Hillary bet correctly that the ‘fallen hero’ myth was stronger than the ‘bad Muslims’ myth. If you believe the polls, Donald sank; Hillary rose.
But wait… What about the candidates’ policies?
What about the Wall? What about better trade deals? What about the cost of a college education? What about Russia and the Middle East?
Surely, voters have a clear choice?
Alas, no. As segregationist politician George Wallace once put it, in the things that matter ‘there’s hardly a dime’s worth of difference’ between Democrats and Republicans.
For instance, there will be no wall built, regardless of who is elected. ‘For the first time since the Great Depression,’ reports the Washington Post, ‘more Mexicans are leaving the U.S. than entering.’
What would be the point of the Wall? To keep Mexicans from returning home?
Nor is there any such thing as a ‘better deal’ in foreign trade. There is either free trade…or there are crony trade deals.
Both candidates will angle for more crony deals. Both candidates promise huge infrastructure spending programs, too.
Will one be better at selecting these boondoggles than the other?
No one knows.
Neither candidate will make substantial changes. The tax system is tightly controlled by special interests working for the Parasitocrats.

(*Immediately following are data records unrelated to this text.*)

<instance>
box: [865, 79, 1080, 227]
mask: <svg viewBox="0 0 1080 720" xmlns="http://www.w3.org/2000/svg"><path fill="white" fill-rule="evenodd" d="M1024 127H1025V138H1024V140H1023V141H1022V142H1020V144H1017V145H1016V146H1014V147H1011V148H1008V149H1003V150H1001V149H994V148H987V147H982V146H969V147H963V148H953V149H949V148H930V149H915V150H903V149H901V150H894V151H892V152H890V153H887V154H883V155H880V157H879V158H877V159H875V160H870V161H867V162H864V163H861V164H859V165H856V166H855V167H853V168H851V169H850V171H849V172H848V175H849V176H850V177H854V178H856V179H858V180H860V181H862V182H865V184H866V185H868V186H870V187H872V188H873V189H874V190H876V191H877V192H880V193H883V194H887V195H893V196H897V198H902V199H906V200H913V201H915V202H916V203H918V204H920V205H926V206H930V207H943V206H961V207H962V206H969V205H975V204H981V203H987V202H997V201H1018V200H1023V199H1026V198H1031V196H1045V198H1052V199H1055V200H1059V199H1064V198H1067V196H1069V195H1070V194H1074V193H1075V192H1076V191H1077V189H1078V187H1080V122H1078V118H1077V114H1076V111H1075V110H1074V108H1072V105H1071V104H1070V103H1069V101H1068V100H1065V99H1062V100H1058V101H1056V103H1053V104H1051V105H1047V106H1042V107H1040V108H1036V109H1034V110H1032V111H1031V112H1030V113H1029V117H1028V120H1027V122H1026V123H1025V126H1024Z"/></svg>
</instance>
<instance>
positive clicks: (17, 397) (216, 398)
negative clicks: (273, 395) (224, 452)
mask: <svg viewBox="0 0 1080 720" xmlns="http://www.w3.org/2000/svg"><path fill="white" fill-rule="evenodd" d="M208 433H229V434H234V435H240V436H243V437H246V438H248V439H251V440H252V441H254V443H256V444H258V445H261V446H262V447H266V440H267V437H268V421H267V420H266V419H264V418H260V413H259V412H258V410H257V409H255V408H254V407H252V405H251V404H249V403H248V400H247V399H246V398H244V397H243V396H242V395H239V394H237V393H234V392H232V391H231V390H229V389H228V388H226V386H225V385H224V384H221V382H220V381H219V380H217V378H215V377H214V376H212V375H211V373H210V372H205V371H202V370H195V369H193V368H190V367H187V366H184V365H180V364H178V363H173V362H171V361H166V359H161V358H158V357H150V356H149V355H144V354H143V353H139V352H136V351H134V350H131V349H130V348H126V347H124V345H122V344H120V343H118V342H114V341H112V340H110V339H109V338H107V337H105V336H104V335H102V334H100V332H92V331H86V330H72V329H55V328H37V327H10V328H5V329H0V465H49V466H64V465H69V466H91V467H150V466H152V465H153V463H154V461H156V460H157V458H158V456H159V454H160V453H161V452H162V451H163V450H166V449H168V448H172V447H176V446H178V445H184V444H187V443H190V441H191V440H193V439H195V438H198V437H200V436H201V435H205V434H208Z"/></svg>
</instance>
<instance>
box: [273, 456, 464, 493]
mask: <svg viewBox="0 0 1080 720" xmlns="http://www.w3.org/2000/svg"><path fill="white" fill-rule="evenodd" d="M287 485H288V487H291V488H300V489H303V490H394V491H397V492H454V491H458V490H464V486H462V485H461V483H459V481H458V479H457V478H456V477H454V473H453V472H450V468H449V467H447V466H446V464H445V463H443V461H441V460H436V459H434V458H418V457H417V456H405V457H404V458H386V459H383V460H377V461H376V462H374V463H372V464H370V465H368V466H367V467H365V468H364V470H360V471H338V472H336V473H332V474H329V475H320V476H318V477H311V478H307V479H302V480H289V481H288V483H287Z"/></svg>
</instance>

That won’t change, no matter who sits in the Oval Office.
But let us turn to foreign policy.
Here is where the myths really collide. We know what Hillary will do — she’ll continue to bomb, drone, spend, and meddle. She’ll continue the failed policies of the Bush/Obama regimes.
Donald promises a new assessment. NATO? Israel? Russia? He’s not so sure.
This has so rattled the Republican neo-con warmongers that many — such as Kagan, Kirchick, Negroponte — have gone over to Hillary. They’ve gotten together with the Democrat’s mythmakers — including Krugman in the New York Times — to suggest that Donald is a ‘Siberian candidate.’
Here, they’re taking mythmaking to a whole new level: a myth counterattack.
Former CIA Director Michael Morell, writing in the New York Times, accused Trump of being ‘an unwitting agent of the Russian Federation.’
(Hmmm…we can imagine a ‘witless agent’. But an agent who takes orders wittingly? That is, he takes orders without realising it? That is a challenge!)
Donald is said to be tight with Putin; his daughter even vacations with Putin’s mistress, according to the press reports. (Mr Trump and Mr Putin have never met, despite the widely reported ‘bromance’.)
Does this mean anything?
Team Hillary is betting that the ‘Bad Russians’ myth is stronger than the ‘Good Strong Man’ myth.
Next up: A guy who can put four billiard balls in his mouth at the same time!